Opening Act(s): Kelis
Setlist:
Elevation, Beautiful Day, Until The End Of The World, New Year’s Day, Kite, Gone, New York, Out Of Control, Sunday Bloody Sunday, Wake Up Dead Man, Stuck In A Moment You Can’t Get Out Of, The Sweetest Thing, Rain-Staring At The Sun, All I Want Is You, Where The Streets Have No Name, Mysterious Ways, Pride (In The Name Of Love). Encore: Bullet The Blue Sky, With Or Without You, One.
Remarks:
At this concert, snippets of ‘Could You Be Loved’ are sung by Bono at the end of ‘Pride’. Technical problems plague ‘One’ and the band leave the stage and don’t return as Herman Brood’s ‘My Way’ plays to a darkened arena.
Media Review:
BBC Manchester Online
U2 at the MEN Arena
by Chris Long
There’s something slightly disappointing about U2 when you finally get to see them live. After so many years of publicity, so many tours, so much hype, it comes as something of a tiny shock when four simple men walk on stage, rather than some sort of eighteen foot rock gods.
It’s a feeling that seems to exist in the group itself. Sure, Bono and the Edge do their best to live up to the expectations, racing round and round the loveheart catwalk stage, whipping their adoring fans into a frenzy, but back at the drum kit, Adam Clayton and Larry Mullen Jr huddle together looking slightly embarressed that they’re merely mortal.
The new songs don’t help. Elevation and Beautiful Day certainly rock like the old stuff, but there’s a sense of trying too hard to recapture something unobtainable, something from the days when they were still in touch with the rest of the world. It’s only when the old favourites get their run out that the tinge of disappoint lifts and the audience remembers why they’re here.

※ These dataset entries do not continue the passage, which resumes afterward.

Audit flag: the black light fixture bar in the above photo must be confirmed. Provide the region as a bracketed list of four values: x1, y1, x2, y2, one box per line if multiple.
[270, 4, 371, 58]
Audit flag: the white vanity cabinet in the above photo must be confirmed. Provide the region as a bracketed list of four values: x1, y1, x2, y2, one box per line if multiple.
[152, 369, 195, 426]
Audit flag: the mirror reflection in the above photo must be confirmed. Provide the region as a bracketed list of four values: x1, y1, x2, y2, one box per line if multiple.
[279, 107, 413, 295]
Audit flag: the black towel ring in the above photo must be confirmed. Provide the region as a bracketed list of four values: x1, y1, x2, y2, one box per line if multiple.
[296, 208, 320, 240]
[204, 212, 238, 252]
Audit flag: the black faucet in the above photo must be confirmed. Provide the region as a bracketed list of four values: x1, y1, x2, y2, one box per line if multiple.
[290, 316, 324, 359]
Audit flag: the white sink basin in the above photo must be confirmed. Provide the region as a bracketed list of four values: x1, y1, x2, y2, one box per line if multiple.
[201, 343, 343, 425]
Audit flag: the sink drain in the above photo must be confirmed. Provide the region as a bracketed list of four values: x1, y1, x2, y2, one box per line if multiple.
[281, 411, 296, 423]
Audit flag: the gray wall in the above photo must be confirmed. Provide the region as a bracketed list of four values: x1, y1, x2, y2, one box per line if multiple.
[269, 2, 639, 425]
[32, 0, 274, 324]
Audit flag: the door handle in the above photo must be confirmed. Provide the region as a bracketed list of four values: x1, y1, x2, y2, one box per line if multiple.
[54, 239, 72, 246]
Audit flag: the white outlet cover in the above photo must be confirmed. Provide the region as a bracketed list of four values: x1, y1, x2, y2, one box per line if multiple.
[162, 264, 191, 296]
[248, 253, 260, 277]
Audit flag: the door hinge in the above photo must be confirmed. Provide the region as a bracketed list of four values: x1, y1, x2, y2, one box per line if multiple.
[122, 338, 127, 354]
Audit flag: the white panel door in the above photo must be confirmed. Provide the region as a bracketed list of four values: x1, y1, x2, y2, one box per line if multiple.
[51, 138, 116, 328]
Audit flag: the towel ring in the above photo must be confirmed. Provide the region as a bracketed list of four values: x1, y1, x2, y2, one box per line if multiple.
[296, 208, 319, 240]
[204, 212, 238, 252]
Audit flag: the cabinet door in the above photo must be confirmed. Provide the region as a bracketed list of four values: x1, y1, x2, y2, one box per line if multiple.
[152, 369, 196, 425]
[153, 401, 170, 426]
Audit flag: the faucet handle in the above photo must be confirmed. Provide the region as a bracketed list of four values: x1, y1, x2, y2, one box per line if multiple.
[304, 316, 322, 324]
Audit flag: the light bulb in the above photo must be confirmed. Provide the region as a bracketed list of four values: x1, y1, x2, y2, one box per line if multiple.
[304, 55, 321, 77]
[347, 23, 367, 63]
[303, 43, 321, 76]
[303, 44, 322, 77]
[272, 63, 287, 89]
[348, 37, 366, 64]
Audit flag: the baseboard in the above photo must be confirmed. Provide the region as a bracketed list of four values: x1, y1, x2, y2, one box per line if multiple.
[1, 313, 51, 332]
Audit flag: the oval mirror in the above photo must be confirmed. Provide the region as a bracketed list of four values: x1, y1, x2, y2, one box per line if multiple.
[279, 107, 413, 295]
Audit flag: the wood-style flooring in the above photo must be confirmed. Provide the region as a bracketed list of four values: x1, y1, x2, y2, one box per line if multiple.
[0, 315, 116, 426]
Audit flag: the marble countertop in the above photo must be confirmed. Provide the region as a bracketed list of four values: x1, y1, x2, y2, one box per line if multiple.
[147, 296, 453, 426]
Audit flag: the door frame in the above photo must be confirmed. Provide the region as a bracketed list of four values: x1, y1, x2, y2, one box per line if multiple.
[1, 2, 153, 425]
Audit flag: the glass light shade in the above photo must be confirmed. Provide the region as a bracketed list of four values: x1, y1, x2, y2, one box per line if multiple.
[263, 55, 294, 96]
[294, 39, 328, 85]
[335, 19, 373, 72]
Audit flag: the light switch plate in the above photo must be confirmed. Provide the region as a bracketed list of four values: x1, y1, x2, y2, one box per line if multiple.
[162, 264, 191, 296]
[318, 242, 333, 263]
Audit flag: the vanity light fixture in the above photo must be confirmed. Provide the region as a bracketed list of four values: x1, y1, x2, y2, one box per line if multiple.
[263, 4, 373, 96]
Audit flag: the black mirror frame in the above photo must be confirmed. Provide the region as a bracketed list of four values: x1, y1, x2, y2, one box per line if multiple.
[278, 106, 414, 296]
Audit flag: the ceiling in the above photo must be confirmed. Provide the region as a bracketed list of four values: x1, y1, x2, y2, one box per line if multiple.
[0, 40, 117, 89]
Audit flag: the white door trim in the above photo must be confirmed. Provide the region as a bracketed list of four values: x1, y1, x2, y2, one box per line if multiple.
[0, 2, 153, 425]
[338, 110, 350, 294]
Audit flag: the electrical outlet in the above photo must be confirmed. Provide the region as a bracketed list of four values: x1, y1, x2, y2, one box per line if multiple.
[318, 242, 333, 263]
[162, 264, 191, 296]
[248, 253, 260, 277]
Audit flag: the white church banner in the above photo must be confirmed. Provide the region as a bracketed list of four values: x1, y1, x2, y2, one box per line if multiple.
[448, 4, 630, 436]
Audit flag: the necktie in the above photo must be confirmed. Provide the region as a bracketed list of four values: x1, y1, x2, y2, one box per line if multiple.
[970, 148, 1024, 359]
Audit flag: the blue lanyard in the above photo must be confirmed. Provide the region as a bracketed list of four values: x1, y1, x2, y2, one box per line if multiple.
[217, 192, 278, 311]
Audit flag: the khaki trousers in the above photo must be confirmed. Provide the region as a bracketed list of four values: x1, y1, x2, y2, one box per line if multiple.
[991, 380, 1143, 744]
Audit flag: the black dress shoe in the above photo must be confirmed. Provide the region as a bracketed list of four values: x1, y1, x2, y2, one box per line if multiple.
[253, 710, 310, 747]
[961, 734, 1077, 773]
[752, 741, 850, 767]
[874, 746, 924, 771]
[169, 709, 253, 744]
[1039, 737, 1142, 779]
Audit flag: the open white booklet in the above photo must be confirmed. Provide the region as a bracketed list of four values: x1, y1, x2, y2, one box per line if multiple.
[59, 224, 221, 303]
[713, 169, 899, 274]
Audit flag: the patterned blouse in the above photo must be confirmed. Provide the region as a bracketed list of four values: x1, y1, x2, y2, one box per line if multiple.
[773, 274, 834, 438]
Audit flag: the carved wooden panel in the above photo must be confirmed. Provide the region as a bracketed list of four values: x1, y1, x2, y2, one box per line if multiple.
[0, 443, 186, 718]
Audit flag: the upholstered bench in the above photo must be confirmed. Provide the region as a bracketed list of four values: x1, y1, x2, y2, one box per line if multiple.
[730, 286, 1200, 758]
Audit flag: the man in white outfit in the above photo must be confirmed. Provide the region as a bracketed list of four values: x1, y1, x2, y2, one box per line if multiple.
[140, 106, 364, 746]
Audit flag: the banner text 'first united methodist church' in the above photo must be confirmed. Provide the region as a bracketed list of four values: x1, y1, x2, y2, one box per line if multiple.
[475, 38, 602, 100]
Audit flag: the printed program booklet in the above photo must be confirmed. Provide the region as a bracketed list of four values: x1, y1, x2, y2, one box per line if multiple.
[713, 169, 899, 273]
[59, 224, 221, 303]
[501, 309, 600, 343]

Despite having to suffer suitably overblown versions of Mysterious Ways, Sunday Bloody Sunday and a particularly self indulgent Bullet The Blue Sky, there was simply no taking away the sheer brilliance, emotion and passion of Where The Streets Have No Name, All I Want Is You and a fantastic With Or Without You (which also marked the only time the effects and lighting came anywhere near being worth the £40 it cost to get in).
There seems only two choices for Bono and the boys on tonight’s performance; either forget about being the huge rock band U2 and get back to writing from the heart rather than the chord book and rhyming dictionary (Bono should be shot for mole/hole rhyme in Elevation), or forget about new songs and give the audience what most of the people here had come for, U2 circa Rattle and Hum.
Happening verdict: Faraway, so close!